Introduction: Weir is defined as a barrier over which the water flows in an open channel. The edge or surface over which the water flows is called the crest. The overflowing sheet of water is the nappe. If the nappe discharges into the air, the weir has free discharge. If the discharge is partly under water, the weir is submerged or drown.
Types of Weirs: A weir with a sharp upstream corner or edge such that the water springs clear of the crest is a sharp-crested weir. All other weirs are classed as weirs not sharp crested. Sharp-crested weirs are classified according to the shape of the weir opening, such as rectangular weirs, triangular or V-notch weirs, trapezoidal weirs, and parabolic weirs. Weirs not sharp crested are classified according to the shape of their cross section, such as broad-crested weirs, triangular weirs, and trapezoidal weirs.
Labyrinth weir: A labyrinth weir uses trapezoidal-shaped weir wall geometry (plan view) to increase the weir length. They are versatile structures and can be modified to fit many applications.
Broad-crested weir: A broad-crested weir is a flat-crested structure, with a long crest compared to the flow thickness. When the crest is "broad", the streamlines become parallel to the crest invert and the pressure distribution above the crest is hydrostatic. The hydraulic characteristics of broad-crested weirs were studied during the 19th and 20th centuries. Practical experience showed that the weir overflow is affected by the upstream flow conditions and the weir.
Sharp crested weir (fayoum weir): A sharp-crested weir allows the water to fall cleanly away from the weir. Sharp crested weirs are typically 1/4" or thinner metal plates. Sharp crested weirs come in many different shapes such as rectangular, V-notch and Cipolletti weirs. They are not very accurate or reliable especially when reading and measuring from an orifice.
Combination weir: The sharp crested weirs can be considered into three groups according to the geometry of weir:
a) the rectangular weir, b) the V or triangular notch and c) special notches, such as trapezoidal, circular or parabolic weirs. For accurate flow measurement over a wider range of flow rates, a combination weir combines a V-notch weir with a rectangular weir. An example is manufactured by Thel-Mar Company and has flow rates engraved along the side of the weir. This is typically used in pipes ranging from 4" to 15" in diameter.
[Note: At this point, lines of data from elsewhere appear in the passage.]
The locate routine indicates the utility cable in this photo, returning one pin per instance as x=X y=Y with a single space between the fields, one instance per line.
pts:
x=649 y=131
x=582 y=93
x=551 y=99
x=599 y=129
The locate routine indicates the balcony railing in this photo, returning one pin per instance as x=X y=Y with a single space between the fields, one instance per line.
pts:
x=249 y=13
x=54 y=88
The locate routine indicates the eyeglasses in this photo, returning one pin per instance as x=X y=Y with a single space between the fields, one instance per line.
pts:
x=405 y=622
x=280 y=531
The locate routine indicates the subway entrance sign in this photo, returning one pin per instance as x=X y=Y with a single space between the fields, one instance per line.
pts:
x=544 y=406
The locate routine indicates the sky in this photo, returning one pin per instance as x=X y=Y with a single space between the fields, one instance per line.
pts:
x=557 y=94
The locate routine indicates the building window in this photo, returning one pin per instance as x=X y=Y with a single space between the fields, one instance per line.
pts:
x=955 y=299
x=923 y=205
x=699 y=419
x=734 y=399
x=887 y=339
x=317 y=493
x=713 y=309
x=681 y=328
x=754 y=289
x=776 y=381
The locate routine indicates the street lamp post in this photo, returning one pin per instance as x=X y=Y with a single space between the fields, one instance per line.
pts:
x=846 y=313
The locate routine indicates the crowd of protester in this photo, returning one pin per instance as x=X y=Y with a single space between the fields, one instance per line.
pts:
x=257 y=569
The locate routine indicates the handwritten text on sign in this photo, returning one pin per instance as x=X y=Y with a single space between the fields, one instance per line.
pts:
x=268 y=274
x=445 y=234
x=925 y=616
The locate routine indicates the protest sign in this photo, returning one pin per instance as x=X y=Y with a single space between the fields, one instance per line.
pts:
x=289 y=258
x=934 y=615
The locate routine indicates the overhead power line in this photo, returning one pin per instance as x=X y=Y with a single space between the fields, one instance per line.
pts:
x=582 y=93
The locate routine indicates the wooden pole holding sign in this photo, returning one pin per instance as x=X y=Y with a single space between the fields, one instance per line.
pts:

V-notch weir: The V-notch weir is a triangular channel section, used to measure small discharge values. The upper edge of the section is always above the water level, and so the channel is always triangular simplifying calculation of the cross-sectional area. V-notch weirs are preferred for low discharges as the head above the weir crest is more sensitive to changes in flow compared to rectangular weirs.
Minimum Energy Loss weir: The concept of the Minimum Energy Loss (MEL) structure was developed by Gordon McKay in 1971. The first MEL structure was the Redcliffe storm waterway system, also called Humpybong Creek drainage outfall, completed in 1960 in the Redcliffe Peninsula in Queensland, Australia. It consisted of a MEL weir acting as a streamlined drop inlet followed by a 137 m long culvert discharging into the Pacific Ocean. The weir was designed to prevent beach sand being washed in and choking the culvert, as well as to prevent salt intrusion in Humpybong Creek without afflux. The structure is still in use and passed floods greater than the design flow in several instances without flooding (McKay 1970, Chanson 2007).